Isn't it a nice jingle? The man's name is Hebbel, and he lived round about the forties, and perhaps you know more of him than I do, and I have been arrogant again; but it is a jingle that has often cheered me when I was afraid I ought to be teaching somebody something, or making clothes for somebody, or paying somebody domiciliary visits and talking fluently of the lieber Gott. I shrink from these things; and a shrinking visitor, shy and uncertain, cannot be so nice as no visitor at all. Is it very wrong of me? When my conscience says it is—it does not say so often—I try to make up by going into the kitchen and asking Johanna kind questions about her mother. I must say she is rather odd when I do. She not only doesn't meet me half-way, she doesn't come even part of the way. She clatters her saucepans with an energy very like fury, and grows wholly monosyllabic. Yet it is not her step-mother; it is her very own mother, and it ought to be the best way of touching responsive chords in her heart and making her feel I am not merely a mistress but a friend. Once, struck by the way the lids of the saucepans were falling about, I tried her with her father, but the din instantly became so terrific that I was kept silent quite a long time, and when it left off felt instinctively that I had better say something about the weather. I don't think I told you that after that trumpeting Sunday, moved to real compassion by the sufferings of him you call the fiddler man, I took my courage in both hands and told Johanna with the pleasantest of smiles—I daresay it was really a rather ghastly one—that her trumpeter must not again bring his instrument with him when he called. 'It can so very well stay at home,' I explained suavely.

She immediately said she would leave on the first of October.

'But, Johanna!' I cried.

She repeated the formula.

'But, Johanna! How can a clever girl like you be so unreasonable? He is to visit you as often as before. All we beg is that it shall be done without music.'

She repeated the formula.

'But, Johanna!' I expostulated again,—eloquent exclamation, expressing the most varied sentiments.

She once again repeated the formula; and next day I was forced to descend into Jena, shaking an extremely rueful fist at the neighbor's house on the way, and set about searching in the obscurity of a registry office for the pearl we are trying all our lives to find.

This office consists of two rooms, the first filled with servants looking for mistresses, and the second with mistresses looking for servants. A Fräulein of vague age but determined bearing sits at a desk in the second room, and notes in a ledger the requirements of both parties. They are always the same: the would-be mistress, full of a hopefulness that crops up again and again to the end of her days, causing attributes like fleissig, treu, ehrlich, anständig, arbeitslieb, kinderlieb, to be written down together with her demands in cooking, starching, and ironing, and often adding the information that though the wages may appear small they are not really so, owing to the unusually superior quality of the treatment; and the would-be maid, briefer because without illusions, dictates her firm resolve to go nowhere where there is cooking, washing, or a baby.

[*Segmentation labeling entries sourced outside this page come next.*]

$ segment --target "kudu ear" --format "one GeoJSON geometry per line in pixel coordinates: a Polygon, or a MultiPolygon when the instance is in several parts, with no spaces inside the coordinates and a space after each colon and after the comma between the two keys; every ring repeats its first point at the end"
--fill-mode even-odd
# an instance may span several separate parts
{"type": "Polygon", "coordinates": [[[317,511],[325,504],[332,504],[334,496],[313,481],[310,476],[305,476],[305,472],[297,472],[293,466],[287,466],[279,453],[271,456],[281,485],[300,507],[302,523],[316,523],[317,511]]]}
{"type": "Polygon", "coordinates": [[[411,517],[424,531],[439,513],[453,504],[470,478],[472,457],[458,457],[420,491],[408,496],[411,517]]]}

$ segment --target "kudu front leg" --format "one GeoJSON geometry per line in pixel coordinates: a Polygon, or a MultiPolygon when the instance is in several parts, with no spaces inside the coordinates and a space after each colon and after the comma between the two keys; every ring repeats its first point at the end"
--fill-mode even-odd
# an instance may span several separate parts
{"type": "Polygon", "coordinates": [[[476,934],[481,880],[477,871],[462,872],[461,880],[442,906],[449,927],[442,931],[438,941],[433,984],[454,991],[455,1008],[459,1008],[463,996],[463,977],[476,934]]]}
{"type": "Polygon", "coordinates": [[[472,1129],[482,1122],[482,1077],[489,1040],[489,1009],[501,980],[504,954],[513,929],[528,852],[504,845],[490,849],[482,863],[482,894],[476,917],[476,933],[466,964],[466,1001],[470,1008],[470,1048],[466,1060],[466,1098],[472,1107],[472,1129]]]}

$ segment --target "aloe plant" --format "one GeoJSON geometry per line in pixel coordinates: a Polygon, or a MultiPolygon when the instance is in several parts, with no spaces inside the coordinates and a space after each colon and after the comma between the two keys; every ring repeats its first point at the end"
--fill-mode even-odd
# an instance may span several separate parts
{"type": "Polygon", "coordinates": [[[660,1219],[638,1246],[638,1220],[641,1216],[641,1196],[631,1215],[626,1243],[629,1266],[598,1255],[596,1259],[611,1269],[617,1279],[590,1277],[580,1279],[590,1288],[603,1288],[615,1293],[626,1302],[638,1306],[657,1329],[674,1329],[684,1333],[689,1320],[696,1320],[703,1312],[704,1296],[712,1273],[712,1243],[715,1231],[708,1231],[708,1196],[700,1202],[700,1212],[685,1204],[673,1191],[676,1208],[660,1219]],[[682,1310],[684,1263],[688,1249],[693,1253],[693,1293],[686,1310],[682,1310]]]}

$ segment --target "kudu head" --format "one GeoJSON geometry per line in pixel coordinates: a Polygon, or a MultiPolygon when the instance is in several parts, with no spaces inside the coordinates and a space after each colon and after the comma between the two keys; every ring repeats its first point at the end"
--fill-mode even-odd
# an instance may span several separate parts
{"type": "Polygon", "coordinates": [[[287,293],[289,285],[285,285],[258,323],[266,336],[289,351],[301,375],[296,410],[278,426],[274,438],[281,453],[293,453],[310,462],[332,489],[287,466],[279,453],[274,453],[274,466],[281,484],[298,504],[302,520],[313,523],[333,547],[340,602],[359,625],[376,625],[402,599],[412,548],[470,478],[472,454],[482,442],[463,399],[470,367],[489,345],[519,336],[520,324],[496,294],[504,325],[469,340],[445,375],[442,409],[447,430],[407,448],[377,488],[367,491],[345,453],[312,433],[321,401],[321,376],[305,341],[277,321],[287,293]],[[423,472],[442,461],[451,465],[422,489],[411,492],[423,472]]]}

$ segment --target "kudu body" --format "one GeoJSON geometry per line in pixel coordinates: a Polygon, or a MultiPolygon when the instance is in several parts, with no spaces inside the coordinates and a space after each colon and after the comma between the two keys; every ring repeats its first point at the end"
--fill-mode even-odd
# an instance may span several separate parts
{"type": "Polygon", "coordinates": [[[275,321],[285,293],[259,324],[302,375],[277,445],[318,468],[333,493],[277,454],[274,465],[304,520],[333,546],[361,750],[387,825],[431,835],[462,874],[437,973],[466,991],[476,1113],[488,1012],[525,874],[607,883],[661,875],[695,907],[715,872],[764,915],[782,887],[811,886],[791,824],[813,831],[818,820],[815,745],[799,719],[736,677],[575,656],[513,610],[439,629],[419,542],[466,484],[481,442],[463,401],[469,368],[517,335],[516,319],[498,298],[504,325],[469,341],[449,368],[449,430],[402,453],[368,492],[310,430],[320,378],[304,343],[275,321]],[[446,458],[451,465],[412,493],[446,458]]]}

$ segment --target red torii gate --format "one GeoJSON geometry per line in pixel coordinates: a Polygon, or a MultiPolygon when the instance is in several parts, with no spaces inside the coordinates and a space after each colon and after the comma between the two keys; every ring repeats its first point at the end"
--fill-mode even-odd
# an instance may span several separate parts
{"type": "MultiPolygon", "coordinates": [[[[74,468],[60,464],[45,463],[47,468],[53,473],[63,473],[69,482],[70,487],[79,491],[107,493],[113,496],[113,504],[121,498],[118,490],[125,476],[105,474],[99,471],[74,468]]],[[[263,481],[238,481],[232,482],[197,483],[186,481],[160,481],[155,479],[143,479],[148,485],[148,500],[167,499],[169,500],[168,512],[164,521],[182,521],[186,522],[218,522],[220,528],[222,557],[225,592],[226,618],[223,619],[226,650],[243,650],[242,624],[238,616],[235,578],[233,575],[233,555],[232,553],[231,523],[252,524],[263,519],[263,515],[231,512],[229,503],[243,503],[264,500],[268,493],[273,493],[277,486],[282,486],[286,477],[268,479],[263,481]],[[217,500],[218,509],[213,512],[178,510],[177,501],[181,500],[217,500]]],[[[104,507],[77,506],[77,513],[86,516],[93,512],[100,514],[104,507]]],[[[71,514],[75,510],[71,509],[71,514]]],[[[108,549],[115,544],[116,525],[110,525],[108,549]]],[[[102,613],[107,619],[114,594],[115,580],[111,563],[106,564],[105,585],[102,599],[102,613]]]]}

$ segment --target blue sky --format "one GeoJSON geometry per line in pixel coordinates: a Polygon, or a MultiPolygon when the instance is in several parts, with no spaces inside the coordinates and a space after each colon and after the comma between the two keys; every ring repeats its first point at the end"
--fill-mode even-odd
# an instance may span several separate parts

'Gott, diese Mädchen,' exclaimed a waiting lady to me as I arrived, hot and ruffled after my long tramp in the sun. I dropped into a chair beside her; and hot and ruffled as I was, she, who had been sitting there hours, was still more so. In her agitation she had cried out to the first human being at hand, the Fräulein at the desk having something too distinctly inhuman about her—strange as a result of her long and intimate intercourse with human beings—to be lightly applied to for sympathy. Then looking at me again she cried, 'Why, it is the good Rose-Marie!' And I saw she was an old friend of my step-mother's, Frau Meyer, the wife of one of the doctors at the Lunatic Asylum, who used to come in often while you were with us, and whenever she came in you went out.